Julgamos duramente de um lado, mas com condescendência do outro. Sofremos de uma ambiguidade de raiz porque podemos resolver o mundo como fidalgos ou como cidadãos. Eleitos e de “posse” de um cargo, em vez de democratizar, aristocratizamos. Voltamos sempre ao familismo, rasgando promessas democráticas. No mesmo passo, vemos o retorno de uma política de controle de preços que implode investimentos. Tudo isso mostra como mudamos sem mudar.
3)
A crise, porém, instiga a imaginação.

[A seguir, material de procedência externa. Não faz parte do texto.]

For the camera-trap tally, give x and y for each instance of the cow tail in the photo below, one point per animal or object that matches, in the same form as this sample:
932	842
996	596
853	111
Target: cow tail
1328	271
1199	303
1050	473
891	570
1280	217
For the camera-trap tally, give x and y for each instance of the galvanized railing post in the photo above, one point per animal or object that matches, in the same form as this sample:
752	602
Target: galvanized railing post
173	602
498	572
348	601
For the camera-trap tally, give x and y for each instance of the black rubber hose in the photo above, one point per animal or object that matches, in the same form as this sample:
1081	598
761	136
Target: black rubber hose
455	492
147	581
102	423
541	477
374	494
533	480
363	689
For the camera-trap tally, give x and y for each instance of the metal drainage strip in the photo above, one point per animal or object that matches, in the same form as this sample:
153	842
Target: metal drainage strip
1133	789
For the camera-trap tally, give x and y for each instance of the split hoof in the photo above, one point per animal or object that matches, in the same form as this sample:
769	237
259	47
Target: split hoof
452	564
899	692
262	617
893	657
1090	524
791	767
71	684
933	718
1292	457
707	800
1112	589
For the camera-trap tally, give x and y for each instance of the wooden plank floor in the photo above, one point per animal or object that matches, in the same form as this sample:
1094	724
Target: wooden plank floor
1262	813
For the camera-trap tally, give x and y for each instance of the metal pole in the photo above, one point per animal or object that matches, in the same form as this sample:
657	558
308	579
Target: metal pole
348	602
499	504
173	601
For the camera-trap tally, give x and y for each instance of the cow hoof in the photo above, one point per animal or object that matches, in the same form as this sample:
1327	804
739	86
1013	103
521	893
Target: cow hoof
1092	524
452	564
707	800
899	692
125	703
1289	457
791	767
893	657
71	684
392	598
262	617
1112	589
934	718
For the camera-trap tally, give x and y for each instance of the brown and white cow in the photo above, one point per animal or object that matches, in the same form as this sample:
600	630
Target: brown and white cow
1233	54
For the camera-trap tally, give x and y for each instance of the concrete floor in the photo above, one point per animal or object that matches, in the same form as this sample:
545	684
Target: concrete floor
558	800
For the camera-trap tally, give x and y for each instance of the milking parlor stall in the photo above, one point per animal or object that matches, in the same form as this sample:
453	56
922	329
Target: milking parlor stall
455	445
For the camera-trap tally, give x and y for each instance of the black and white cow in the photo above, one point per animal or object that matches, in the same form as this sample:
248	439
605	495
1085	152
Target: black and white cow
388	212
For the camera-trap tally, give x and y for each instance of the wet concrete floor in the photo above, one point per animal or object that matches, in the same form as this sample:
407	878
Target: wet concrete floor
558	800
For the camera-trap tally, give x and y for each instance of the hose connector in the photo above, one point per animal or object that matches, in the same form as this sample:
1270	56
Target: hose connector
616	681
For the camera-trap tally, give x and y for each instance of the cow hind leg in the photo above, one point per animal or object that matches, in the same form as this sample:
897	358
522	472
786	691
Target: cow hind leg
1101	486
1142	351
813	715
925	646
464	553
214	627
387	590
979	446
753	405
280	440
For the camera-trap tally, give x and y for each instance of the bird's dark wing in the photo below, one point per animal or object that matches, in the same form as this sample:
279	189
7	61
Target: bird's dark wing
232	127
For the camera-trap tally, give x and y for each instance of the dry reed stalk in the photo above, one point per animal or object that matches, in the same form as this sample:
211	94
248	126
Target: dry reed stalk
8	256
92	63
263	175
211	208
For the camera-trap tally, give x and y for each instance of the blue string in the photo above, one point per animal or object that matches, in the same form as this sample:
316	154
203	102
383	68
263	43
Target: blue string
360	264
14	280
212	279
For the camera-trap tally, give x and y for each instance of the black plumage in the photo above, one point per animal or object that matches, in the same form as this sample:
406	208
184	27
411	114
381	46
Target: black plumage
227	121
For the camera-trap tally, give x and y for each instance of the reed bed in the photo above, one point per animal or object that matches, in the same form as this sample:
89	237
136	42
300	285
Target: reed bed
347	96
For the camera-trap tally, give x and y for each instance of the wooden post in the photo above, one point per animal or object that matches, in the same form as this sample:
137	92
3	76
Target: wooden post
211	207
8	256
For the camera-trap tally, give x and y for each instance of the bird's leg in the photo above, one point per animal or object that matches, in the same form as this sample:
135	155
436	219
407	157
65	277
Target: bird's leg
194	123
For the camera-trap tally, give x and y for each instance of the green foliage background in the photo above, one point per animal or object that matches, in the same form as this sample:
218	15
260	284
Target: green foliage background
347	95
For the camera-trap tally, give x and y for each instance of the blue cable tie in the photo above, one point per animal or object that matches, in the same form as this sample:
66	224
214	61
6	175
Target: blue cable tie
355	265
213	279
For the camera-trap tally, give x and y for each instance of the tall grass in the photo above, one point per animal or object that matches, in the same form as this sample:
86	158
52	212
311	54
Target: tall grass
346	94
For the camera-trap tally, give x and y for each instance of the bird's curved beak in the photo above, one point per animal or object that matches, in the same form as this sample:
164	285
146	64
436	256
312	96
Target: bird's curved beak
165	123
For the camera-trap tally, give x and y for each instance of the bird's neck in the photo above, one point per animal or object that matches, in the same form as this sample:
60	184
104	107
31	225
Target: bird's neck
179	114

A mais surreal seria imaginar o Brasil
invadido por um país estrangeiro e sendo obrigado defender-se e a declarar
guerra ao inimigo.
A
julgar pela caótica reação à Covid-19 e aos seus exércitos invasores, ao tempo
que o Executivo, o Legislativo, o Judiciário e a opinião pública (obviamente
dividida entre declarar ou não guerra ao invasor) se entendessem, o país já
estaria falando o idioma do solerte inimigo. Pior que isso, mas igualmente
plausível, seria testemunhar o governo comprando armas ultramodernas, mas esquecendo-se
da munição, porque o comandante negava a guerra. O mais claro surrealismo,
porém, seria ver o líder supremo das forças nacionais zombar do poder do
ofensor (que teria tomado a Amazônia) comentando que se trata de uma
“invasãozinha”.
É
minha impressão, ou estamos vivendo um texto de George Orwell? Mentir é
verdade, vigarice é legalidade, confusão é lucidez, morte é vida, derrota é
vitória, doença é cura.
4)
Desde que me entendo por gente, ouço que somos os piores. Que somos um povo sem
homogeneidade racial; que somos preguiçosos, safados e desonestos por natureza
e não por situação; que não temos bons governos e, eis a negação da negação:
que não sabemos votar. Deus fez o Brasil bonito mas nele colocou um
“povinho”...
No
entanto, alguém comentou que esse “povinho” era pentacampeão mundial de
futebol. Ele sequestrou — disse — um jogo sofisticado dos avançados ingleses,
contrariando todas as teorias das colonizações perpétuas. Como foi possível?
—
Um milagre?
—
De modo algum. É que não criamos uma Futebolbrás. Se tivéssemos uma estatal do
futebol, seu presidente seria o cunhado do mandão; seus funcionários seriam do
Centrão; o técnico seria sobrinho do presidente da Câmara; e o selecionado
brasileiro teria como titulares o Zero Um, o Zero Dois, o Zero Três e o Zero
Quatro...
Você
tem alguma dúvida?
5)
O futebol vingou fora do governo porque governos têm que obter resultados. Não
podem se preocupar somente em perpetuar-se e roubar. O domínio do esporte é
dominado por mérito, e não por privilégios e laços de família. Ele existe com
regras e, eis algo com que os nossos políticos ainda não atinaram: ninguém é
campeão para sempre.
Seria o poder maior do que a lei? Sem dúvida, mas nas ditaduras. Nelas, porém — lembra? —, não há disputa, há obediência.